The future of derivatives, securities lending and repo contract flows

Putting it all together – ISDA Collateral toolkit, Common Domain Model, Clause Library, Smart Contracts.

Back in 2013, Paul Kelly and I documented the state of negotiated ISDA documentation and the challenges it posed for the negotiation and onboarding processes as well as the high cost to derivatives participants – see Million Dollar Spreadsheet.  

Winding the clock forward 8 years we revisit the state of the market to assess the changes and map out how the initiatives being championed by ISDA afford a way to realise significant operational cost benefits.

With ISLA and ICMA also progressing similar initiatives and with a real sense of cooperation can real change be effected?

Then

The full article is worth a read, but the summary is this:   

  • Trade documentation contains important terms for managing day to day operations, risk and pricing
  • The process to create, negotiate and manage this documentation has not changed since the advent of the word processor (MS Word), email, printed contracts, scanners and PDFs
  • The price of this is an expensive process, littered with poor quality data and poor connectivity between disparate systems. 
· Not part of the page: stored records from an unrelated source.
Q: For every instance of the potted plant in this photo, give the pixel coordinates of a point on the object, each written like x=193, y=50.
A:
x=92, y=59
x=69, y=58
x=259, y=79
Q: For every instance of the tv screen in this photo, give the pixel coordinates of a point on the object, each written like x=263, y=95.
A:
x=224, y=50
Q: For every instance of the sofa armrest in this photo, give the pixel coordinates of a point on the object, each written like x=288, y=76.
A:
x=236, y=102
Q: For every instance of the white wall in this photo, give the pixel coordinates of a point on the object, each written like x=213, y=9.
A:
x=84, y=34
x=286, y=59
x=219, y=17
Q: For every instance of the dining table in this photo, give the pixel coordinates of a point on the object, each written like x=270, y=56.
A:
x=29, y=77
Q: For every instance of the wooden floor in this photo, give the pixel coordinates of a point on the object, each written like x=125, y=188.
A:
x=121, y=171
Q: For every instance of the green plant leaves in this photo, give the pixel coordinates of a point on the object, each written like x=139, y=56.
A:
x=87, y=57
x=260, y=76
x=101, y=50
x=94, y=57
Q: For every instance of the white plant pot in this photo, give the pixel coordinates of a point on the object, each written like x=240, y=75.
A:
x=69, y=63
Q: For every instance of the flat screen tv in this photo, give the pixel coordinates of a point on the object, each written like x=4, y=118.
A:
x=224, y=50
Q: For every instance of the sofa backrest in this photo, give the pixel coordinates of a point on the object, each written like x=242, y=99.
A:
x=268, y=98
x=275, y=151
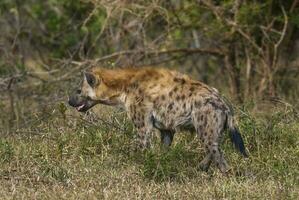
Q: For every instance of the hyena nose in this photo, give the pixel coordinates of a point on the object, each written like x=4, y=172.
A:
x=72, y=101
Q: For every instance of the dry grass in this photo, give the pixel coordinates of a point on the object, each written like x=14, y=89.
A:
x=67, y=156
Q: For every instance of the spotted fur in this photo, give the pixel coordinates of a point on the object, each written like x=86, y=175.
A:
x=169, y=101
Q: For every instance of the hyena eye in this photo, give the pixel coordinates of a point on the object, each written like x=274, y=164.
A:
x=91, y=79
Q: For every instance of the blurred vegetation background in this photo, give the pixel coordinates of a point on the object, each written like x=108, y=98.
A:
x=247, y=49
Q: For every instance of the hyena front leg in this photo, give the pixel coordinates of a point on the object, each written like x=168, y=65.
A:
x=143, y=126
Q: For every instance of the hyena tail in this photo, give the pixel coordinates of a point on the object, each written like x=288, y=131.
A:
x=235, y=136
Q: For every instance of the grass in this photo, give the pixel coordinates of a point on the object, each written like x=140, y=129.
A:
x=67, y=156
The million dollar spreadsheet title refers to the kind of money being spent capturing data from these contracts following the 2008 financial crisis, often into throw-away spreadsheets.

Now

Frustratingly, as we look at the market now, little has really changed:

  • Plenty of vendor solutions offer to fix parts of the process but in most cases when it’s come down to it, time constraints and regulatory pressure means that many firms continue to revert to what they know
  • Rather than using digital negotiation platforms and document generation tools, most have continued to negotiate in word and use email as the workflow.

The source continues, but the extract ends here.